Try it. Figure out what things you can do to bring some calm to your writing session. What would make you feel relaxed and open?
I should read my journal more often.
It‘s very easy to pour into the journal without looking back at it often enough to see how you are growing, if something from a while ago is still bothering you, if you’re sticking with your goals, if those goals have changed, your overall mood, etc.
A good brain dumping session is great but I have to make it a point to actually go back, reflect on it, and try to learn and discover.
Don’t get me wrong, I do go back to read my journals. It’s one of the best parts of journaling. Especially since my journal can be quite motivating when I run into those rants about my goals and ambitions. But sometimes I can go through a dry spell where I forget to go back and check on myself.
Now, I have a little “R” written in the corner on roughly every 10 pages of my journal as my cue to go back and reflect. I would set an alarm or mark my calendar, but it’s easier for me to put it off that way so instead, I give myself the cue while I have my journal open and in hand.
Don’t feel like writing but you know a session will be good for you? Write a list.
I don’t hold myself to strict rules when I journal. Still, journaling is such an important wellness tool to me so I don’t like it when I have a dry spell.
Sometimes I don’t feel like writing but I know I should. This happens with my favorite kind of journal, the gratitude journal. Sometimes I just really don’t know what to put in there but as soon as I start writing, I start to feel good. So when I get to that place where I don’t feel like journaling, I opt for a list. The lazy part of me can accept a list much easier than she can accept a full-on writing session about what I’ve been appreciating lately.

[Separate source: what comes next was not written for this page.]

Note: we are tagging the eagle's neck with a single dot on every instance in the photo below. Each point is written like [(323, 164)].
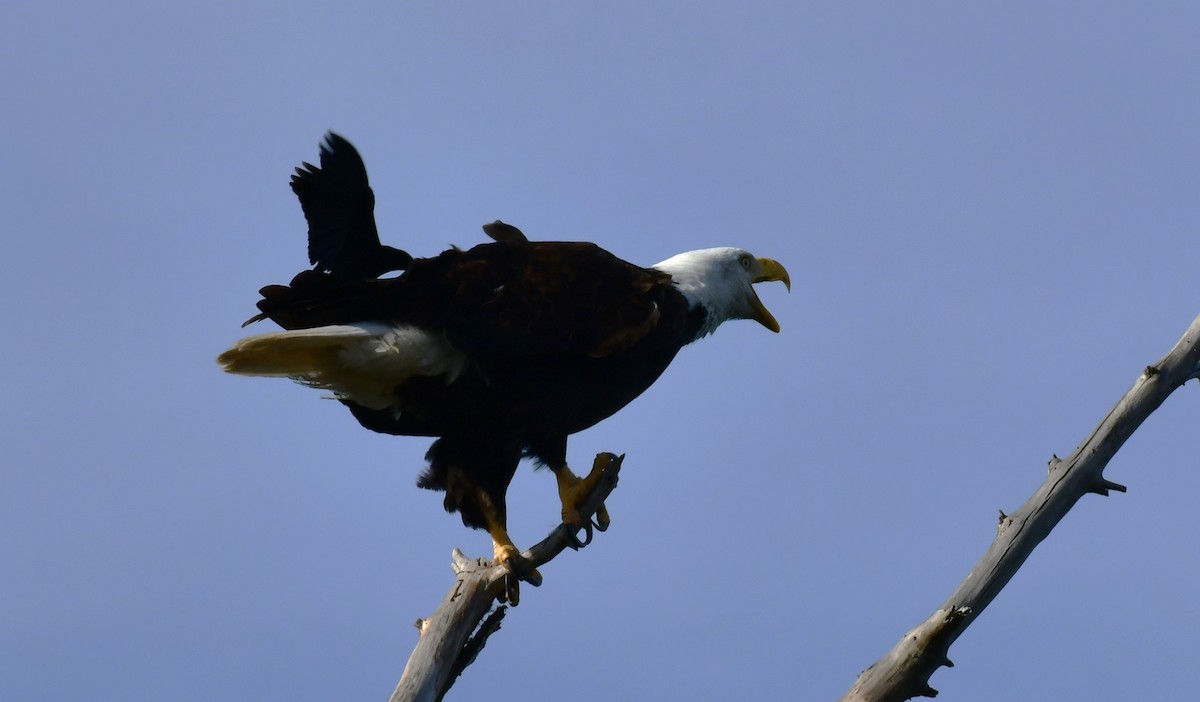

Don’t feel like journaling? Don’t. Or, if you really, really want to write, try a list. It’s perfectly fine if that list is short.
Journaling acts as a brain filter
It filters what’s important, from what’s not. Not all our thoughts are useful and journaling demonstrates that.
We have All kinds of thoughts and much of it is brain noise that has no real value other than to be distracting and bring feelings of anxiety, guilt, lack of worthiness, and so forth. Even if those noisy thoughts go off somewhere to be forgotten, their impact stays present.
The practice of journaling creates clear separation and makes it easier for me to separate the brain noise from the thoughts and perspectives I actually want to spend time in. Journaling helps me to create space to redirect my mind when it’s taking me somewhere I don’t want to be.
That’s not to suggest I shove off every uncomfortable thought. That’s just not healthy… But having a journaling practice helps me to sort them.
My mind, and my journal doesn’t always have the same content. What this tells me is that what I think about isn’t always worthy of my attention as evidenced by my choice to spend time with those thoughts or subjects in my journal.
I take full advantage of this when I’m writing to combat negative self-talk. I write affirming things to myself and I love it when I run into them later. You can do the same thing. You know what you actually believe about yourself. You know what sort of perspectives you want to spend time in. Use your journal as a place for that. See if you notice the difference between your internal monologue and your journaling.